Yesterday, I pointed out that journalists covering financial donations to California's ballot initiative on marriage should attempt to put contributions in context. The latest filings covering donations show same-sex marriage supporters raised $43.3 million in 2008 while the measure's sponsors raised $39.9 million. This makes it the most expensive social issue race in the nation's history. Lots of donors and lots of big donors weighed in on this contentious issue. Many of the stories about the latest filings from the California Secretary of State deal with the contributions -- of cash or services -- by religious groups. This is certainly a most valid angle.
Here's an early report on the Los Angeles Times site:
The Church of Jesus Christ of Latter-day Saints contributed about $189,000 in "in-kind" donations to the campaign for the ballot measure that banned gay marriage in California -- but the church wants to make it clear that that wasn't such a large sum.
In a statement, church officials noted that the contributions were a tiny fraction of the roughly $4 million raised by the "Yes on Proposition 8" forces. (The number does not include church members who made individual donations.)

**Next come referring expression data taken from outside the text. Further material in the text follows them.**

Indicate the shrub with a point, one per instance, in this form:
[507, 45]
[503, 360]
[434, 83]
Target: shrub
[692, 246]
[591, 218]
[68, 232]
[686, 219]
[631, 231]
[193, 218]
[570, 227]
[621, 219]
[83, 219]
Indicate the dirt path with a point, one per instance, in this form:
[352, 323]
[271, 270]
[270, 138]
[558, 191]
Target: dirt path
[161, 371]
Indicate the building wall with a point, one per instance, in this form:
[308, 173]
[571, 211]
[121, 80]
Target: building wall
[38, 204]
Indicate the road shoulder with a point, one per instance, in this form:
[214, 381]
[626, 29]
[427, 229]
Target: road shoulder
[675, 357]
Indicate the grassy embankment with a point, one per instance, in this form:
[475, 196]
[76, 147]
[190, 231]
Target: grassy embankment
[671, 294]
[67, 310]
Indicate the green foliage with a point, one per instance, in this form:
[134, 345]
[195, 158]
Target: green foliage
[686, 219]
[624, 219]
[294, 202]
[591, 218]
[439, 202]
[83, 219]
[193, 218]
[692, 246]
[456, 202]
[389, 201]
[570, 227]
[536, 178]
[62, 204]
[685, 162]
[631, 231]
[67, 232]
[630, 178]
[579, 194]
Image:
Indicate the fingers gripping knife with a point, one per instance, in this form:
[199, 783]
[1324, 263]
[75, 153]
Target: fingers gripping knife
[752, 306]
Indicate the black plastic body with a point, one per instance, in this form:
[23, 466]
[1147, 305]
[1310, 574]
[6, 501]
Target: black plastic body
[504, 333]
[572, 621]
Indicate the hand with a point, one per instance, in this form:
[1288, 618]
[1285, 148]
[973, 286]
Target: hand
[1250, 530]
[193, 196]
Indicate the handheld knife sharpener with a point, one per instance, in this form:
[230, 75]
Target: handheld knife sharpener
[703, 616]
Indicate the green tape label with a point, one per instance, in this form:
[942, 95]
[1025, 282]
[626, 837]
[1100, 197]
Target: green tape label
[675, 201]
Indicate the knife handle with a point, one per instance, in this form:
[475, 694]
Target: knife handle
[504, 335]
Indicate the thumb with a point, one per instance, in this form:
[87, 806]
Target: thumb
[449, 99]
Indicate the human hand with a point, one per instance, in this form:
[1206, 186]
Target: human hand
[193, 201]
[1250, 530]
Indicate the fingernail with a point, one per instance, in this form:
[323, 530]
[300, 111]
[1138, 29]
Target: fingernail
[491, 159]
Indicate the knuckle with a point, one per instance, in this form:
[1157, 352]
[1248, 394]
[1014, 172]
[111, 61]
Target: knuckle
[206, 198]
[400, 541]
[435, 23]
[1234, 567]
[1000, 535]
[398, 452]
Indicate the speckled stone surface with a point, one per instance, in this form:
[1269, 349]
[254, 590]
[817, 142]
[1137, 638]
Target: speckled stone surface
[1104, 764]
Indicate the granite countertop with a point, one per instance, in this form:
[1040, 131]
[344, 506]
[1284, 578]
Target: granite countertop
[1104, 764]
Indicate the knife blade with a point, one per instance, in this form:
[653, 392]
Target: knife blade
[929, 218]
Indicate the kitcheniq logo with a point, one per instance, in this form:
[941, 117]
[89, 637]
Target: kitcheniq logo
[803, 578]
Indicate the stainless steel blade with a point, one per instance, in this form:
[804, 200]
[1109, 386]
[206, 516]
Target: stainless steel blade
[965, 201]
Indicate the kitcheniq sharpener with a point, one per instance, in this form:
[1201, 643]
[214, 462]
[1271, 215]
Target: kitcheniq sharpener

I know that zeros don't seem like important numbers but they are. It wasn't $4 million raised by the measure's supporters but $40 million. What it means is that the corporate LDS' contributions represent less than one-half of one percent of the total contribution.
The article goes on to mention other contributions but fails to explain that the cited donations come just from the latest filing. That means that we don't hear about some of the really notable contributions -- such as the million-plus dollars given against the measure by the California Teachers Association and George Soros or the million-plus dollars given in support by the Roman Catholic Knights of Columbus.
Even though votes and financial contributions in support of traditionally defined marriage came from a wide religious, racial and cultural spectrum, much of the response to the vote has targeted Mormons. This has included violence against Mormon wards and temples, burning of sacred Mormon scripture, the blacklisting of Mormons who contributed to the battle, and forcing multiple Mormons out of their jobs. While the coverage of this blacklist and violence has been remarkably restrained, much of the reporting after the last filing homed in on Mormon contributions. This brief story, also in the Los Angeles Times, focuses solely on the Mormon reporting and how one of its political opponents interpreted the filing.
And here's how the San Francisco Chronicle reported the same issue:
Mormon church officials, facing an ongoing investigation by the state Fair Political Practices Commission, Friday reported nearly $190,000 in previously unlisted assistance to the successful campaign for Prop. 8, which banned same-sex marriage in California.
That is one dramatic lede. It definitely could be -- and has been -- argued that it's a bit misleading. It could also have been written that Mormon church officials reported in-kind, non-cash contributions to the successful campaign for Prop. 8 days prior to the reporting deadline.
The story gives the impression that the church disclosed these in-kind contributions solely because someone filed a complaint against them in November alleging they hadn't fully disclosed the support they gave. That may be true. That may not be true. And unless the reporter has facts to back up the claim, he should probably just lay out the facts. The rest of the story reads more like an op-ed rather than a dispassionate laying out of the facts.